By Michael Hill
It is certainly not a place that makes you happy. These
people have been dealt a tough hand by life. Few have smiles on their faces. On
this cool afternoon, they are mostly sitting outside. Not listless, exactly,
but hardly active. Some are in wheelchairs. Others remain in their beds in the
wards.
The home is really two compounds, one for children, the
other for teens to the aged. The occupants go from newborn infants to those
near the end of long lives. Some are simply too poor to afford any sort of
lodging during medical treatment in Ethiopia's capital city. But many were
abandoned by their families, too poor to care for, say, a handicapped child
with mental issues; or for an elderly relative near death; or for an unwanted
newborn.
There is an entire facility in the children's compound for
young mothers and their babies. Some of the mothers were rape victims. All had
nowhere else to go in a society where an extended family essentially defines
who you are, your status in the world. The three-month stay in this ward could
make the difference between a young mother abandoning her baby or learning how
to care and nurture her child.
This is not a luxurious place. All eating and much of the
cooking is done outside on long benches. Not only are there no private rooms,
your private space hardly extends beyond the edge of your bed. Outside the
gates, people line up looking to get in, some for a visit to the health clinic
for outpatients, but many seeking accommodation.
So why wasn't it depressing? Hard to say. Certainly the
facility was well-cared for. The paint seemed fresh, the floors swept, the beds
made. And the patients, though often in terrible medical shape, also seemed
well cared for, their needs attended to as best as possible.

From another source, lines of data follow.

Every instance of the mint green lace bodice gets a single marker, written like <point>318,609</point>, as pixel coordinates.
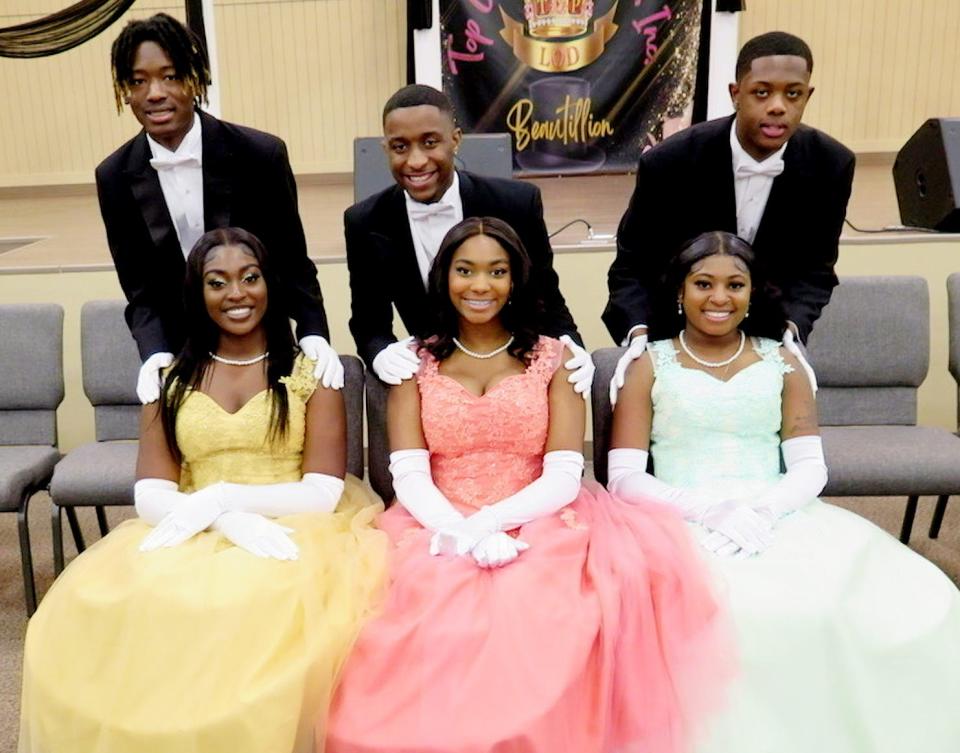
<point>712,434</point>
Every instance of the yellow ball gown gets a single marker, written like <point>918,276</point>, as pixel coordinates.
<point>204,647</point>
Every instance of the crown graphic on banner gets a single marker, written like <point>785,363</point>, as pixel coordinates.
<point>557,18</point>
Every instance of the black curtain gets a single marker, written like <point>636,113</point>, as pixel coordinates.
<point>62,30</point>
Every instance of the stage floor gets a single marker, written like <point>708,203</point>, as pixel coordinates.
<point>58,229</point>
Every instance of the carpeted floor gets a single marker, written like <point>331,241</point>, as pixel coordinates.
<point>886,512</point>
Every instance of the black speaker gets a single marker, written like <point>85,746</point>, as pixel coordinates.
<point>926,175</point>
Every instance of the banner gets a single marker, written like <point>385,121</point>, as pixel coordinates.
<point>582,86</point>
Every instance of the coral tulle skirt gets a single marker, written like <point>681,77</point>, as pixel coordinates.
<point>603,637</point>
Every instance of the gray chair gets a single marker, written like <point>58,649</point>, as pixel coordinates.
<point>953,317</point>
<point>102,472</point>
<point>31,389</point>
<point>871,352</point>
<point>378,446</point>
<point>488,154</point>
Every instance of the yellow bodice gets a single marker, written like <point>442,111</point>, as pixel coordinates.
<point>221,446</point>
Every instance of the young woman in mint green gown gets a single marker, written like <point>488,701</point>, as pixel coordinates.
<point>849,642</point>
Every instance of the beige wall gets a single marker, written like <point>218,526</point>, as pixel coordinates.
<point>881,67</point>
<point>314,73</point>
<point>586,300</point>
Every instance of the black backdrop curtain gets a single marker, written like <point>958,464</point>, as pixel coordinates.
<point>62,30</point>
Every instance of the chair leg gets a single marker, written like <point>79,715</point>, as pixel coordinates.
<point>56,523</point>
<point>75,529</point>
<point>908,516</point>
<point>26,558</point>
<point>938,512</point>
<point>102,520</point>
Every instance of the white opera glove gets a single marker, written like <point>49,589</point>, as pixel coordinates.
<point>581,365</point>
<point>634,350</point>
<point>497,550</point>
<point>315,492</point>
<point>396,362</point>
<point>415,490</point>
<point>327,367</point>
<point>628,479</point>
<point>188,513</point>
<point>744,526</point>
<point>557,487</point>
<point>148,380</point>
<point>790,343</point>
<point>257,534</point>
<point>805,478</point>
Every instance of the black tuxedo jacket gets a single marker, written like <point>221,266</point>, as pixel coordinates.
<point>247,183</point>
<point>383,263</point>
<point>685,187</point>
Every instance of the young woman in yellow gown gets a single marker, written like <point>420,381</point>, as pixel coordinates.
<point>219,619</point>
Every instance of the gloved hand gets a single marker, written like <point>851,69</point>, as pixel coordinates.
<point>258,535</point>
<point>581,365</point>
<point>790,343</point>
<point>148,380</point>
<point>740,523</point>
<point>328,368</point>
<point>194,513</point>
<point>497,550</point>
<point>396,362</point>
<point>637,345</point>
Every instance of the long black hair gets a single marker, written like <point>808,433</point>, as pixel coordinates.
<point>767,316</point>
<point>523,309</point>
<point>203,336</point>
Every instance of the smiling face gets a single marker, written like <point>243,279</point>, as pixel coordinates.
<point>420,143</point>
<point>479,280</point>
<point>234,290</point>
<point>158,97</point>
<point>769,100</point>
<point>716,295</point>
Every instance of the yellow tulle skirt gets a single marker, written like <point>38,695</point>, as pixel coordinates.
<point>202,647</point>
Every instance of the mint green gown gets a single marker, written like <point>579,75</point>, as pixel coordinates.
<point>849,641</point>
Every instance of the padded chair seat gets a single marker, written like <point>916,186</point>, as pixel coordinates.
<point>890,461</point>
<point>99,473</point>
<point>23,467</point>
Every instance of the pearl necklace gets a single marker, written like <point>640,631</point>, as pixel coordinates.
<point>238,362</point>
<point>491,354</point>
<point>714,364</point>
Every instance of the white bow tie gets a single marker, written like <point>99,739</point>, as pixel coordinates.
<point>420,211</point>
<point>168,163</point>
<point>770,168</point>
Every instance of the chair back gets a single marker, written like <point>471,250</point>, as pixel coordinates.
<point>871,351</point>
<point>31,372</point>
<point>111,364</point>
<point>378,446</point>
<point>489,154</point>
<point>605,360</point>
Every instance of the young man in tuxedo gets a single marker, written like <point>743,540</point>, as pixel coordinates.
<point>778,184</point>
<point>393,236</point>
<point>185,173</point>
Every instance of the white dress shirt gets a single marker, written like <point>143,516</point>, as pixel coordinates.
<point>429,223</point>
<point>181,180</point>
<point>752,182</point>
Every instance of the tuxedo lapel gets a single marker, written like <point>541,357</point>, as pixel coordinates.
<point>145,186</point>
<point>218,169</point>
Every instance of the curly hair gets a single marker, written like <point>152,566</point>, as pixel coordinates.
<point>203,336</point>
<point>523,310</point>
<point>184,48</point>
<point>767,315</point>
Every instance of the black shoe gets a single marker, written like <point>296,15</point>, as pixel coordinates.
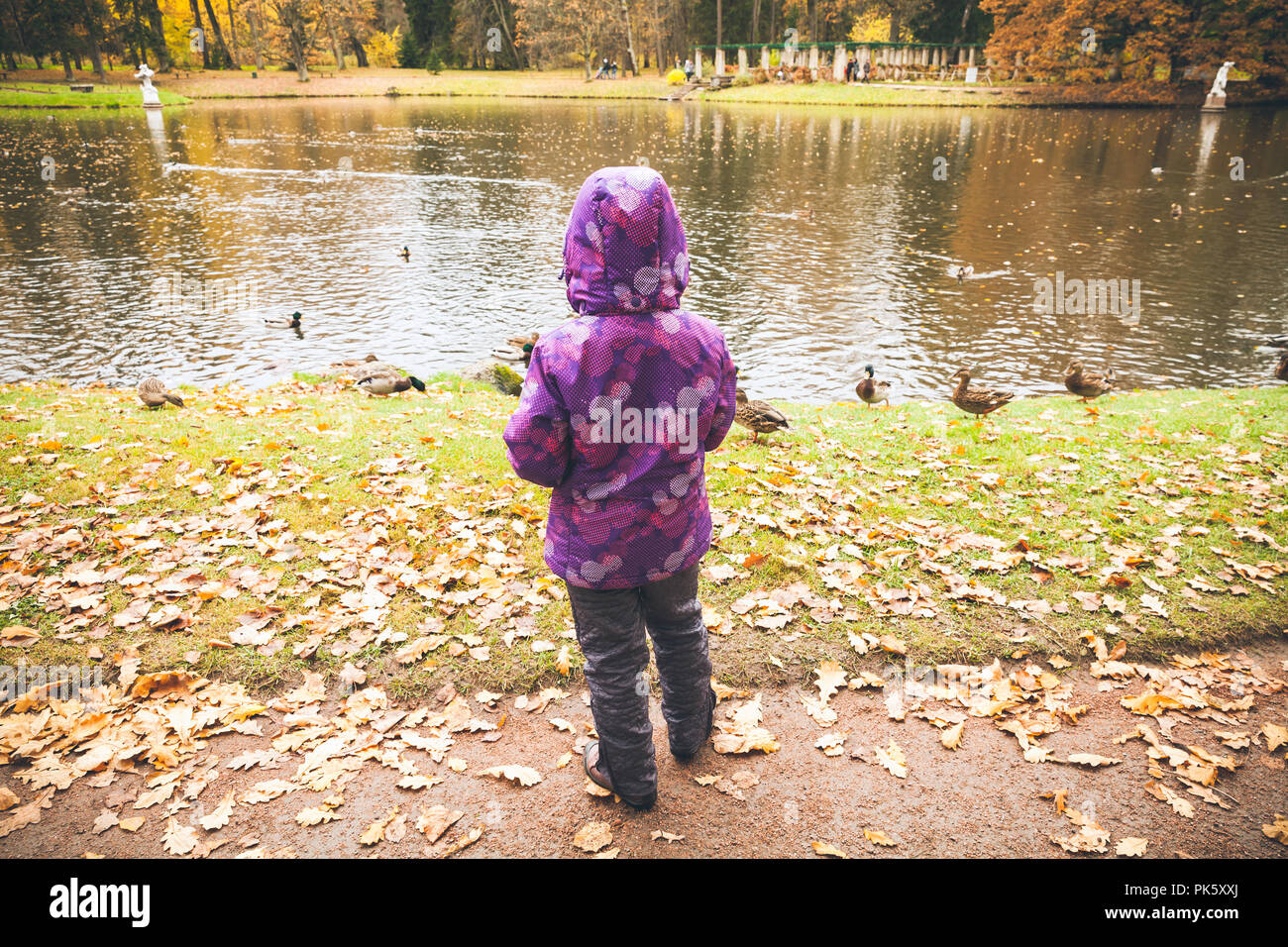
<point>684,755</point>
<point>590,763</point>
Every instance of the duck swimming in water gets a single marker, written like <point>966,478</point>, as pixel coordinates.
<point>292,321</point>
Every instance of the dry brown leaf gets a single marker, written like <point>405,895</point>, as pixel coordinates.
<point>524,776</point>
<point>592,836</point>
<point>1131,847</point>
<point>952,736</point>
<point>828,851</point>
<point>178,840</point>
<point>877,838</point>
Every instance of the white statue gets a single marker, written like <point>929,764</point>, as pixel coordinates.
<point>151,98</point>
<point>1219,82</point>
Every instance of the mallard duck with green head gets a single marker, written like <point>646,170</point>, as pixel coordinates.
<point>759,416</point>
<point>1087,385</point>
<point>871,390</point>
<point>291,321</point>
<point>384,379</point>
<point>518,350</point>
<point>975,399</point>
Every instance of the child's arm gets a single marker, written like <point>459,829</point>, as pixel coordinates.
<point>726,403</point>
<point>536,437</point>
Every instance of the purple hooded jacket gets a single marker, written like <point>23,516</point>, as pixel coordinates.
<point>621,405</point>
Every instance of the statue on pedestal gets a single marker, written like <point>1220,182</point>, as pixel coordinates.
<point>1215,101</point>
<point>151,98</point>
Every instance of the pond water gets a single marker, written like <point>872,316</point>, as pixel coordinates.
<point>819,239</point>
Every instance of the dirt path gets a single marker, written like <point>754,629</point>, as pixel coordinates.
<point>982,799</point>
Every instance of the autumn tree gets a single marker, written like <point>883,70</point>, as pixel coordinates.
<point>550,29</point>
<point>1138,38</point>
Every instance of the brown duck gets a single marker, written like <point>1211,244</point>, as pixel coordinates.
<point>974,399</point>
<point>1087,385</point>
<point>759,416</point>
<point>154,393</point>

But there was something else, something elusive. It probably
has to do with the attitude of the founder of the Missionaries of Charity,
Mother Teresa, whose familiar face beams down from many of the home's walls.
She came to Ethiopia in 1974 and met with the then-Emperor Haile Selassie. With
his permission, she sent two nuns from her home base in India to begin work in
Ethiopia. There are now 120 Missionaries of Charity in the country, running 18
homes like this one all over the country.
About 40 of the sisters work at this house in Addis Ababa,
along with 60 staff. Much of the support for their work, including the food
they serve, comes through Catholic Relief Services. Though the sisters were not
that visible during my visit -- first they were in their daily mass then
involved in tasks in their part of the compound -- their spirit was evident.
And the foundation of that spirit is to treat all with
dignity, even the poor and the sick who have been cast off from society. That
was what pervaded the place, a feeling of the dignity of each of these
patients, from the tiniest baby crying his eyes out to the oldest woman nearing
her last breath. (One way of insuring dignity is to forbid photographs, by the
way).
The presence of dignity affirmed the beauty in each of these
people, giving the place a calmness that belied the turmoil of so many of these
lives. It was a privilege to be amongst them.